0
votes

I am using the python API of the Z3 solver to search for optimized schedules. It works pretty well apart from that it sometimes is very slow even for small graphs (sometimes its very quick though). The reason for that is probably that the constraints of my scheduling problem are quite complex. I am trying to speed things up and stumbled on some articles about incremental solving. As far I understood, you can use incremental solving to prune some of the search space by only applying parts of the constraints.

So my original code was looking like that:

for constraint in constraint_set:
    self._opt_solver.add(constraint)
self._opt_solver.minimize(some_objective)
self._opt_solver.check()
model = self._opt_solver.mode()

I changed it now to the following:

for constraint in constraint_set:
    self._opt_solver.push(constraint)
    self._opt_solver.check()
self._opt_solver.minimize(some_objective)
self._opt_solver.check()
model = self._opt_solver.mode()

I basically substituted the "add" command by the "push" command and added a check() after each push.

So first of all: is my general approach correct? Furthermore, I get an exception which I can't get rid of:

self._opt_solver.push(constraint) TypeError: push() takes 1 positional argument but 2 were given

Can anyone give me a hint, what I am doing wrong. Also is there maybe a z3py tutorial that explains (with some examples maybe) how to use incremental solving with the python api.

My last question is: Is that at all the right way of minimizing the execution time of the solver or is there a different/better way?

1

1 Answers

1
votes

The function push doesn't take an argument. It creates a "backtracking" point that you can pop to later on. See here: http://z3prover.github.io/api/html/classz3py_1_1_solver.html#abc4ae989afee7ad164844640537107d9

So, it seems push isn't really what you want/need here at all. You should simply add your constraints one-by-one and call check. However, I very much doubt checking after each addition is going to speed anything up significantly. The optimizing solver (as opposed to the regular one), in particular, usually solves everything from scratch. (See the relevant discussion here: https://github.com/Z3Prover/z3/issues/1577)

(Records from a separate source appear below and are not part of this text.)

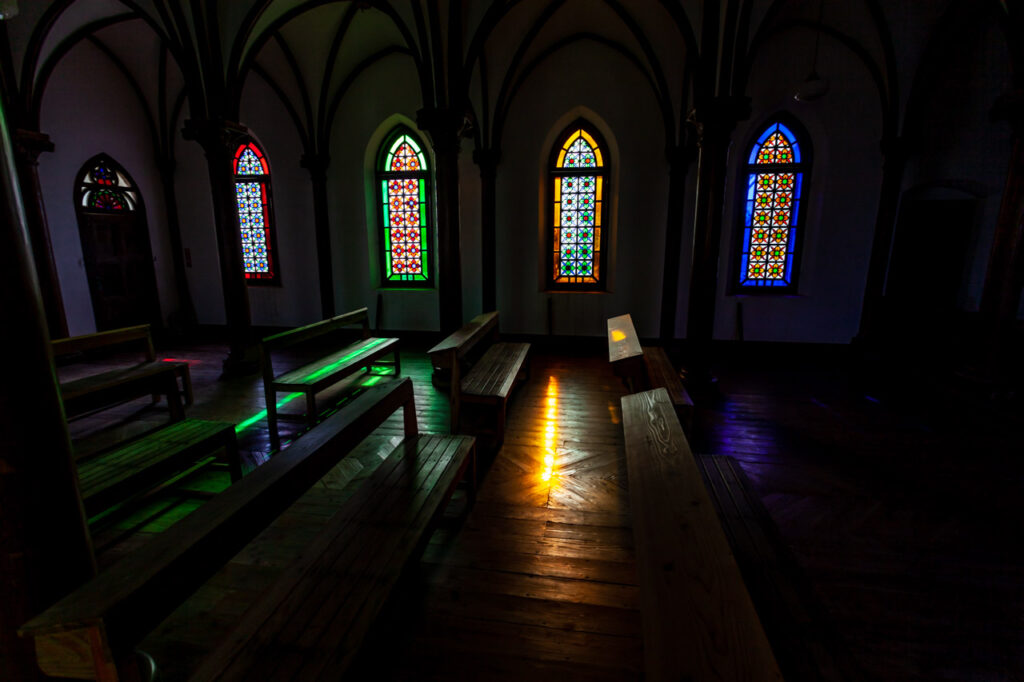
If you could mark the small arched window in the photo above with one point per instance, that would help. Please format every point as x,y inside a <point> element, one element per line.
<point>252,189</point>
<point>577,245</point>
<point>773,212</point>
<point>105,188</point>
<point>404,231</point>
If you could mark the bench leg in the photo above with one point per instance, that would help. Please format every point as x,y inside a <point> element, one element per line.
<point>310,410</point>
<point>270,397</point>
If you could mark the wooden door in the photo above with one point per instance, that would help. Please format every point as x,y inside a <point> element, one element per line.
<point>119,266</point>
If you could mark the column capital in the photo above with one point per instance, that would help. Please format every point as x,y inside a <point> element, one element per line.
<point>30,143</point>
<point>316,164</point>
<point>216,136</point>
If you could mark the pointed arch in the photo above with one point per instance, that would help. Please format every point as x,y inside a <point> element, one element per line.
<point>256,225</point>
<point>404,211</point>
<point>578,235</point>
<point>774,208</point>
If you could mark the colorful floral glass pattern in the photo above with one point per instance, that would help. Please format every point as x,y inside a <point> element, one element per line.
<point>772,207</point>
<point>578,210</point>
<point>403,197</point>
<point>252,176</point>
<point>104,188</point>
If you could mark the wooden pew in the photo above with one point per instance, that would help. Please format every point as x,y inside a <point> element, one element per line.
<point>643,368</point>
<point>104,389</point>
<point>324,373</point>
<point>482,370</point>
<point>91,633</point>
<point>698,621</point>
<point>144,463</point>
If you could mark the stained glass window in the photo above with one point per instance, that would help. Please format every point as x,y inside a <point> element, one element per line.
<point>404,206</point>
<point>107,189</point>
<point>772,218</point>
<point>577,249</point>
<point>252,193</point>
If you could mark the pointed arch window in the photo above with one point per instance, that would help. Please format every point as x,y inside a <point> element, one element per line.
<point>105,187</point>
<point>252,190</point>
<point>578,237</point>
<point>773,210</point>
<point>403,178</point>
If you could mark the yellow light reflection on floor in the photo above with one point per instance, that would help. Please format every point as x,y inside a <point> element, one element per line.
<point>550,430</point>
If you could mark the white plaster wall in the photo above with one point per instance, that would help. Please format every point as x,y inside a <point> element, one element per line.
<point>89,109</point>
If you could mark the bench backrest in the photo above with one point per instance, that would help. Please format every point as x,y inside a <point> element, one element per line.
<point>113,611</point>
<point>461,342</point>
<point>108,339</point>
<point>316,330</point>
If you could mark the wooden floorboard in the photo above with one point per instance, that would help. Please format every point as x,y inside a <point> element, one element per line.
<point>902,520</point>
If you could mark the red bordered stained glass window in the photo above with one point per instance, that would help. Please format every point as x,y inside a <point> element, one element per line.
<point>579,237</point>
<point>773,210</point>
<point>252,193</point>
<point>406,239</point>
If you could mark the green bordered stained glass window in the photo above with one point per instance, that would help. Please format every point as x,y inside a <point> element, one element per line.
<point>252,194</point>
<point>578,238</point>
<point>773,210</point>
<point>403,181</point>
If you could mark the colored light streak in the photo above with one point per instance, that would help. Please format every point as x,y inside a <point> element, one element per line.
<point>550,431</point>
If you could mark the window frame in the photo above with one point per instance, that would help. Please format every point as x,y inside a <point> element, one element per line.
<point>381,176</point>
<point>801,201</point>
<point>269,220</point>
<point>553,172</point>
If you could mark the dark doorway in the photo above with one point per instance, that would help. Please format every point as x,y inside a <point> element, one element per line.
<point>116,246</point>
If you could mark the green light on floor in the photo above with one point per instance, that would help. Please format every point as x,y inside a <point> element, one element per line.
<point>242,426</point>
<point>325,370</point>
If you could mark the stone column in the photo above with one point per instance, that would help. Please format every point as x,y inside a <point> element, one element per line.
<point>679,157</point>
<point>487,160</point>
<point>715,123</point>
<point>28,145</point>
<point>443,126</point>
<point>218,139</point>
<point>894,154</point>
<point>317,164</point>
<point>45,550</point>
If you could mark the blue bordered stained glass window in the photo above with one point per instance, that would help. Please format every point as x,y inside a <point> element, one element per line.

Regarding incremental: The python API is automatically "incremental." Incremental simply means the ability to call the command check() multiple times, without the solver forgetting what it has seen before. (i.e., call check, assert more facts, call check again; the second check will take into account all the assertions from the very beginning.) You shouldn't make any assumptions regarding this will give you speed over calling check just once at the very end: It entirely depends on the heuristics and the decision procedures involved, which is dependent on the problem at hand.